I also like Dunham’s way of responding to people thinking she’s “brave” for revealing her body on screen:
And my mother always knew that, hence her Nikon raised high and pointed right into the mirror. She sensed that by documenting her own body, she was preserving her history. Beautifully. Nakedly. Imperfectly. Her private experiment made way for my public one. Another frequently asked question is how I am “brave” enough to reveal my body on-screen. The subtext there is definitely how am I brave enough to reveal my imperfect body, since I doubt Blake Lively would be subject to the same line of inquiry. I am forced to engage in regular conversation about my body with strangers, such as the drunken frat boy on MacDougal Street who shouted, “Your tits look like my sister’s!” My answer is: It’s not brave to do something that doesn’t scare you. I’d be brave to skydive. To visit a leper colony. To argue a case in the United States Supreme Court or to go to a CrossFit gym. Performing in sex scenes that I direct, exposing a flash of my weird puffy nipple, those things don’t fall into my zone of terror. A few years ago, after I screened Tiny Furniture for the first time, I was standing outside the theater in Austin when a teenage boy approached me. He was tiny. Really tiny. The kind of tiny that, as a teenage boy, must be painful.
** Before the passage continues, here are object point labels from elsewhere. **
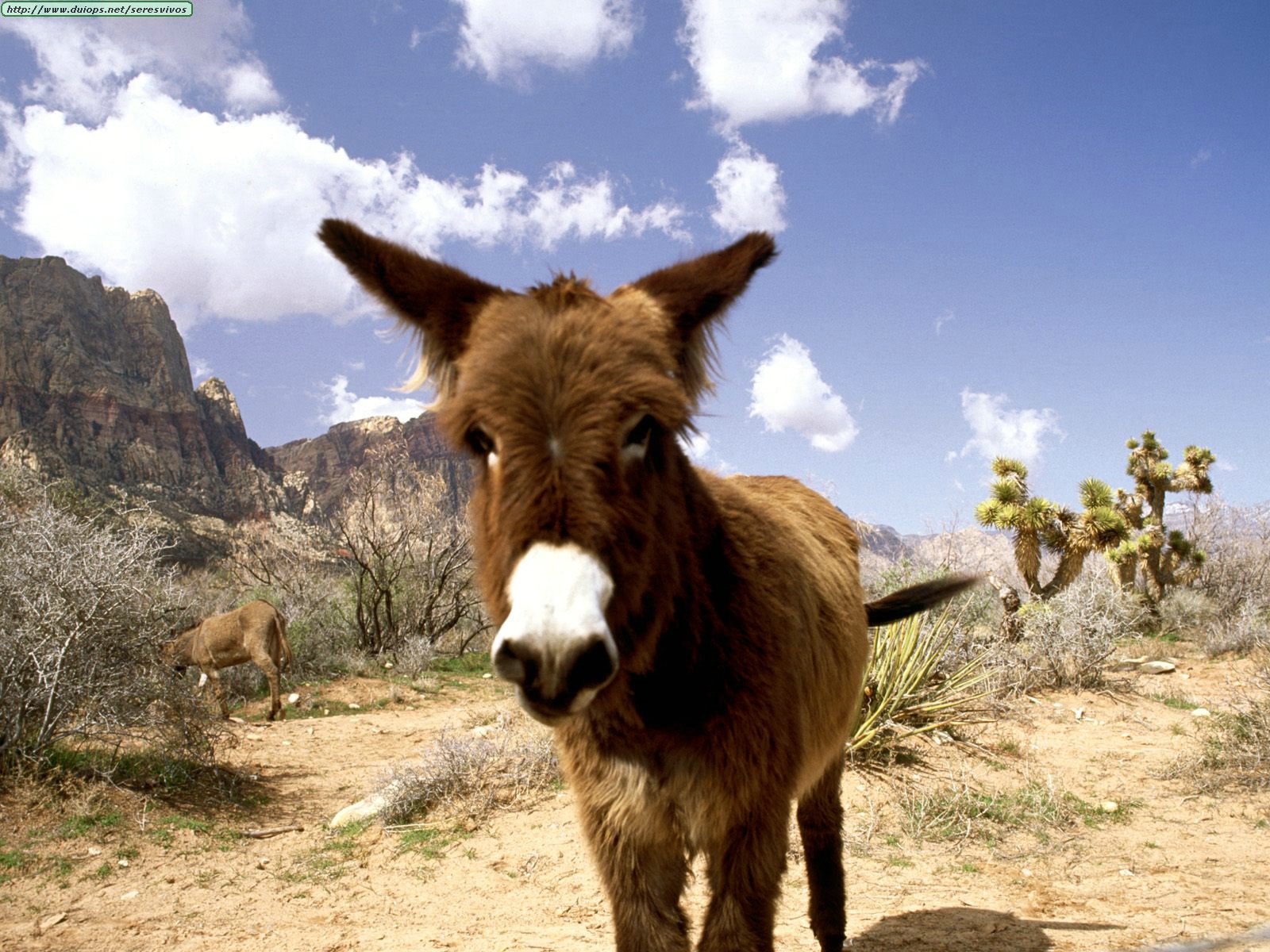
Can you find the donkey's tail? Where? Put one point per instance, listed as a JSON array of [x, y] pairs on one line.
[[918, 598]]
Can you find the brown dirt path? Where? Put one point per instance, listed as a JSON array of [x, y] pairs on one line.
[[1172, 867]]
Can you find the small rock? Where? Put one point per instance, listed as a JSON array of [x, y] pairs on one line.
[[48, 922]]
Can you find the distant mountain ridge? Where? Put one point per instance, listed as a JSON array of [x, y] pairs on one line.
[[95, 387]]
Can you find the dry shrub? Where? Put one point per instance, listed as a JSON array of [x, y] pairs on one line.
[[1068, 639], [1236, 541], [84, 602], [1187, 613], [473, 774], [1244, 632], [1235, 746]]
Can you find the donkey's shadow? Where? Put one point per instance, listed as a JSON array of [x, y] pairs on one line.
[[956, 930]]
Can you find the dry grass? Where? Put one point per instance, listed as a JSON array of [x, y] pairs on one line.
[[471, 776], [1233, 746]]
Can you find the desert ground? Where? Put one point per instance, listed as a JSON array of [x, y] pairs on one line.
[[1058, 829]]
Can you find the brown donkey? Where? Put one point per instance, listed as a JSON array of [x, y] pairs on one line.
[[698, 643]]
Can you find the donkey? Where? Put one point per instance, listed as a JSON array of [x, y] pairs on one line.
[[254, 632], [696, 643]]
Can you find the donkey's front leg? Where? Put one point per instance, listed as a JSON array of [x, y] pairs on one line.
[[643, 867], [745, 875]]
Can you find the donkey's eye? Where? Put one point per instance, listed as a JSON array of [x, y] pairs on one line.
[[639, 435], [479, 442]]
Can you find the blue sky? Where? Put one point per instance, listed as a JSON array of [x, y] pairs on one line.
[[1005, 228]]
He looked like a Persian cat’s toy mouse. “Excuse me,” he said shyly. “I just wanted you to know how much it meant to me to see you show your body in that way. It made me feel so much better about myself.” The first result of this was that I pictured him naked, which was stressful. The second was extreme gratitude: for his generosity in sharing, for my ability to have any impact on the body image of this obviously cool and open young gentleman (after all, he was seeing a fringe women’s-interest film on a school night). “Thank you so much.” I beamed. “You’re really hot.”
And I do love the complain-with-your-friends bits at times:
We often spent Isabel’s lunch break in Pecan, a local coffee bar where we disturbed yuppies on laptops with our incessant—and filthy—chatter. “I can’t find a goddamn fucking job and I’m too fat to be a stripper,” I said as I polished off a stale croissant.
This book’s funny and entertaining.
October 5th, 2014
October 3rd, 2014
This is an epic tale. Not as a fable, but more as a detective/mystery/friendship/love story. It is so well-written, that any cliché is useless against it. Sure, it contains a few usual pushes and pulls, common in detective stories, but for example, one quarter into the book, it goes into a completely (for me) direction than I expected, and it goes on like that. Not in a tiresome way, because the book really breathes; it allows the reader to go up and down and back and forth in great ways. And there’s love. And people lovelorn:
Tomorrow, or perhaps the next day, I’ll write again to tell you that I love you, even if it means nothing to you.
‘I owe you much more than an explanation . . .’ ‘Then tell me about her.’ Vidal looked at me with desperate eyes that begged me to lie to him.
There’s so much more to this book than I’m able to do justice to. It’s truly an epic book, which is very well told. Recommended for all who like mysteries, suspense, figuring stuff out and…well, people who like to read should read this.